Closer to You (Mais Próximo de ti) – The voice of nurses in the innovation of caring
On 15 May, we celebrated the International Day of Families. This year the theme was Families and New Technologies. We bring you a story from Portugal where nurses are helping to bring families together during COVID-19 by combining caring, compassion and new technologies.
As in many countries, the COVID-19 pandemic brought about a significant change in family access to patients, particularly when the Portuguese National Contingency Plan introduced measures to restrict visits to adult hospitalized patients.
Nurses at the University Hospital Center of Central Lisbon (CHULC) looked for a way to maintain communication and proximity between the patient and their family especially for elderly patients who may have difficulty in using information technologies. Many families were concerned that they could not visit elderly patients and patients became anxious.
The project, Closer to You”, (Mais Próximo de Ti), was developed using teleconferencing and other technologies to keep patients and families members in touch, including when the patient is in an emergency ward so that family members can receive daily information by phone about a patient’s status.
Since its inception in April 2020, the project has been supported by the CHULC Board of Directors. Its objectives are to maintain communication and proximity between the hospitalized patient and the family, during the pandemic; to promote the well-being of patients and families by facilitating communication; and to facilitate the articulation of care between the patient, family and the health team and preparation for hospital discharge. The initiative is anchored in a mobile team, mostly nurses, who through email or telephone contact, created especially for the project, receive requests for scheduling of the patient, family or professionals. The team also passes on messages, photos or videos from family and friends to the patient.
The Mais Próximo de Ti mobile team consists of 40 professionals from CHULC. The nurses were fundamental in the creation, realisation and continuity of the initiative. Guidelines and procedures have been drawn up regarding the maintenance of patient and family privacy and data protection for contact, informed consent and for the prevention of healthcare associated infection.
The project was intended to cover at least 20 patients daily at the Hospital Center, but has exceeded that goal with between 35 to 40 patients covered daily. Video calls last an average of 15 minutes and 80% of patients are over 70 years of age. The greatest satisfaction with the project was to keep the families close and informed about the situation of their relatives. The project even enabled one patient to attend her daughter’s wedding via videoconference.

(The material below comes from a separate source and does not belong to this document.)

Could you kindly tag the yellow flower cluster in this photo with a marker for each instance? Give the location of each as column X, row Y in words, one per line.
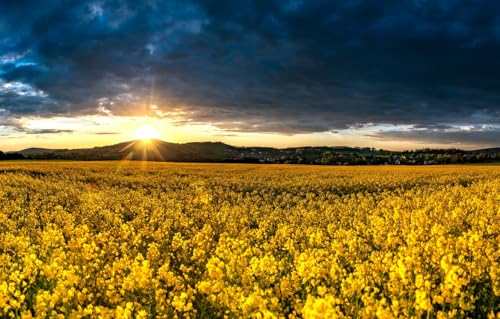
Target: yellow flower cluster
column 157, row 240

An 86-year old patient said: “The moment of the first video call, I will never forget, because I was three days without talking to my family and I saw my daughter and heard her voice in all the people who entered the infirmary and passed in the hall. When I saw and heard my daughter through the video call, I felt that I had been pulled out of the darkness. It was better than all the medicines I had taken so far“.
At the service level, the project made it possible to more effectively prepare for hospital discharge, as well as to alleviate the pain of loss of relatives. Telematics, a work tool that was little explored and seldom used before the pandemic, proved to be essential for the quality of care, bringing families together in these difficult times.